A screenshot of Grafana's inspect panel, showing the 'Error' tab. The error reads 'Datasource ${DS_PROMETHEUS-FOR-LIBRARY-PANEL} was not found.'

Error on imported library panels.

I was not able to figure out why I was seeing this error. All of the non-library panels in this dashboard, as well as all the other dashboards I imported, worked fine, while all the library panels showed this same error.

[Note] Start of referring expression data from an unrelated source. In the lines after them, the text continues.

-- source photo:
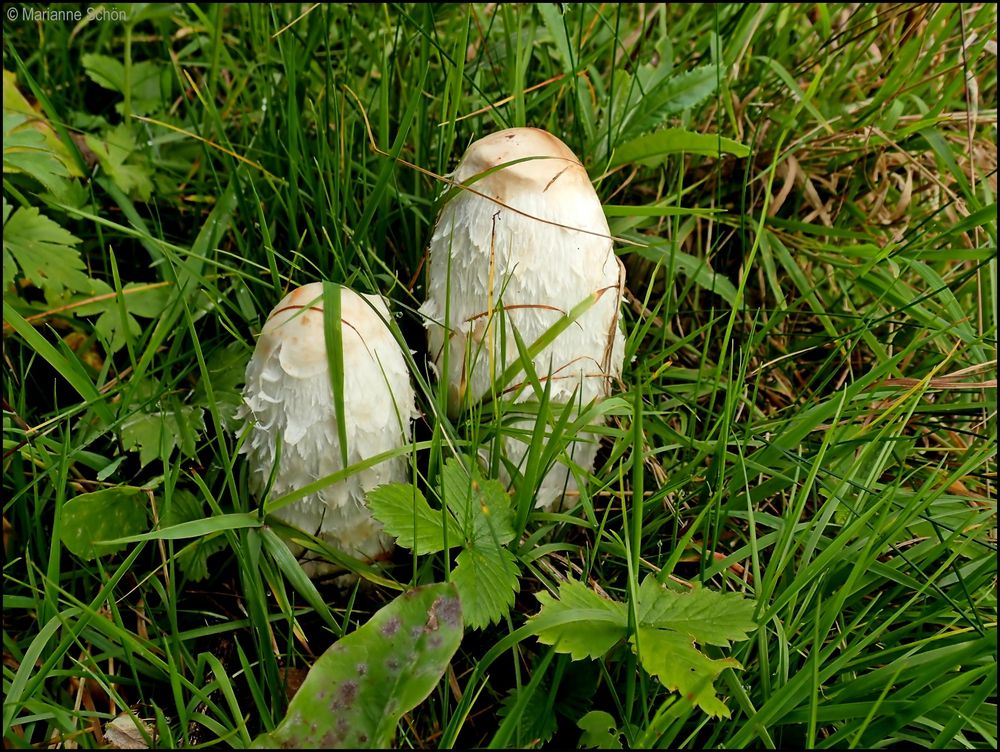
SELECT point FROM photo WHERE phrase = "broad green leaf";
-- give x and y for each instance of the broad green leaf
(43, 251)
(599, 731)
(405, 513)
(157, 434)
(651, 148)
(486, 579)
(706, 616)
(673, 659)
(103, 516)
(357, 691)
(193, 558)
(582, 639)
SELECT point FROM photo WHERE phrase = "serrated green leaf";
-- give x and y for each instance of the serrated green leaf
(673, 659)
(357, 691)
(706, 616)
(582, 639)
(103, 516)
(481, 506)
(651, 148)
(487, 580)
(158, 433)
(43, 251)
(599, 731)
(405, 514)
(193, 558)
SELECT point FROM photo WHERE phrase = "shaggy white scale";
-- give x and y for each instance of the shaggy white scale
(288, 395)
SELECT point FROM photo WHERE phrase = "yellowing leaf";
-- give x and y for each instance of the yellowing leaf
(14, 102)
(481, 506)
(357, 691)
(25, 150)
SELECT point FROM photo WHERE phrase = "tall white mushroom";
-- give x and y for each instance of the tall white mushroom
(532, 232)
(288, 396)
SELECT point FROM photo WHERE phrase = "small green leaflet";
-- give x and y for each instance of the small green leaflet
(599, 731)
(478, 518)
(670, 624)
(486, 578)
(148, 301)
(598, 637)
(706, 616)
(26, 150)
(405, 514)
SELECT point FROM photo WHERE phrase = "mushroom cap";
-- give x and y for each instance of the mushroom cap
(288, 397)
(549, 166)
(533, 236)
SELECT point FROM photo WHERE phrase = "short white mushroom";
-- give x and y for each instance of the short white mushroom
(289, 397)
(533, 233)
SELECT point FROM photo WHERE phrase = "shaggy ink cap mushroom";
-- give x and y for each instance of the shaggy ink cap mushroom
(288, 400)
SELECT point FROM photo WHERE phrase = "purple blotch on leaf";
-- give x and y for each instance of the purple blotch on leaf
(391, 626)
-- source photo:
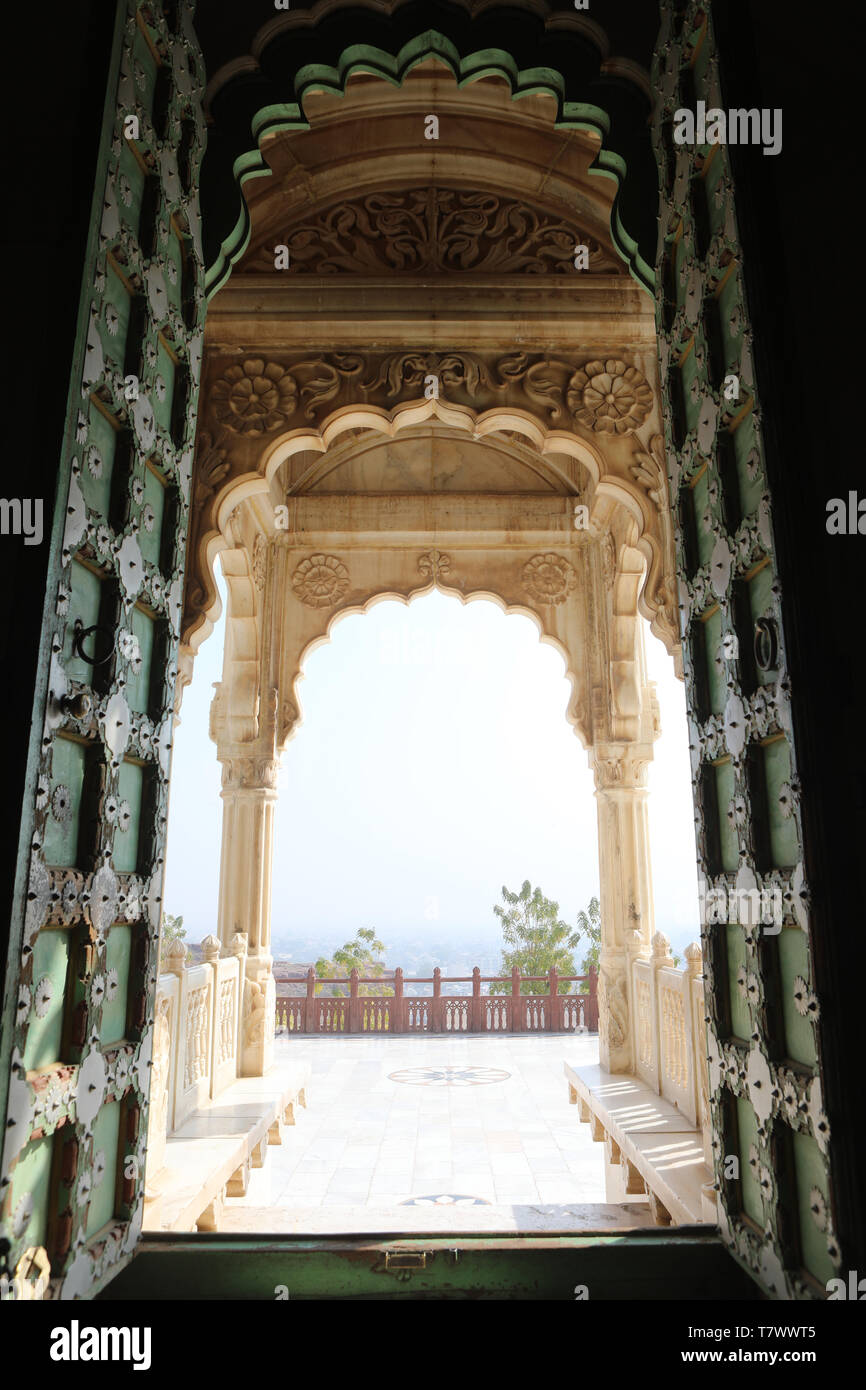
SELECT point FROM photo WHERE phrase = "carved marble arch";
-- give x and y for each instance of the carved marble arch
(409, 262)
(338, 542)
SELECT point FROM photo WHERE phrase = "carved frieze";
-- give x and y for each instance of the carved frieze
(255, 396)
(434, 565)
(426, 230)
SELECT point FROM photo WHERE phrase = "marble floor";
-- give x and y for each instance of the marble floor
(433, 1133)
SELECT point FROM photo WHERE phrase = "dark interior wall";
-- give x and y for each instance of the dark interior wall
(798, 216)
(53, 95)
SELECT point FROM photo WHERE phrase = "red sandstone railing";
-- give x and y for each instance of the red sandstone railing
(546, 1011)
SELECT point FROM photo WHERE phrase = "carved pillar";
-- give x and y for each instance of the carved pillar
(626, 890)
(249, 798)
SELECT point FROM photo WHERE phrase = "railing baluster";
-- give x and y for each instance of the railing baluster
(546, 1011)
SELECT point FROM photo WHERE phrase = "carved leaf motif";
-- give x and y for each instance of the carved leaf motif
(437, 230)
(211, 466)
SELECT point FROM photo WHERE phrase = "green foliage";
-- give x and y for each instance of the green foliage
(537, 938)
(590, 927)
(173, 930)
(355, 955)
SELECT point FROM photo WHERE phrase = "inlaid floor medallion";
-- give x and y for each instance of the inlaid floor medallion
(449, 1075)
(445, 1200)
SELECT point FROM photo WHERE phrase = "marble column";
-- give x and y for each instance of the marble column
(249, 798)
(626, 890)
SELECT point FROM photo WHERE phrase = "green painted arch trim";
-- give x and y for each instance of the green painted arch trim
(360, 57)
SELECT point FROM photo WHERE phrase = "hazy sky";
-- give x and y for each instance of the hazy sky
(433, 766)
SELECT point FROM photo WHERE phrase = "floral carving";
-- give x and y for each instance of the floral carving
(320, 581)
(435, 230)
(255, 396)
(548, 578)
(434, 563)
(609, 396)
(260, 560)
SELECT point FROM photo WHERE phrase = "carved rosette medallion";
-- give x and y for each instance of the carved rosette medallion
(320, 581)
(609, 396)
(255, 396)
(434, 565)
(549, 578)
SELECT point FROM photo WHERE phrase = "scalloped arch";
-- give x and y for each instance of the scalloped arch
(406, 599)
(612, 495)
(356, 59)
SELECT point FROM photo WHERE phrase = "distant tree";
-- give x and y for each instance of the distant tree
(356, 955)
(535, 937)
(173, 930)
(590, 929)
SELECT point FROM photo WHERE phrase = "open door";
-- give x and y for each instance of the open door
(78, 1009)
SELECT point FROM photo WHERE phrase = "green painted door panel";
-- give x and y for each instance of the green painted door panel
(93, 849)
(765, 1090)
(685, 1264)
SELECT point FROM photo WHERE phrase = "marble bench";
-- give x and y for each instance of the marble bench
(210, 1157)
(649, 1146)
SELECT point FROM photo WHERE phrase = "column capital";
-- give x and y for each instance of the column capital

I ended up fixing it by going to the “JSON” tab and manually replacing the ${DS_PROMETHEUS-FOR-LIBRARY-PANEL} placeholder with the name of my Prometheus data source.

Conclusion

This post finally concludes the migration of my metrics stack over to my Kubernetes cluster. Besides that I now also have proper data gathering for the Kubernetes and Rook clusters. More pretty graphs for me. 🤓

This part of the migration took way longer than previous parts. I make my return to gaming, and specifically returning to Stellaris, partially responsible for that. 😁

The next step should hopefully go a bit faster: I will have a look at Harbor for both, my own image storage as well as using it as a pull-through cache.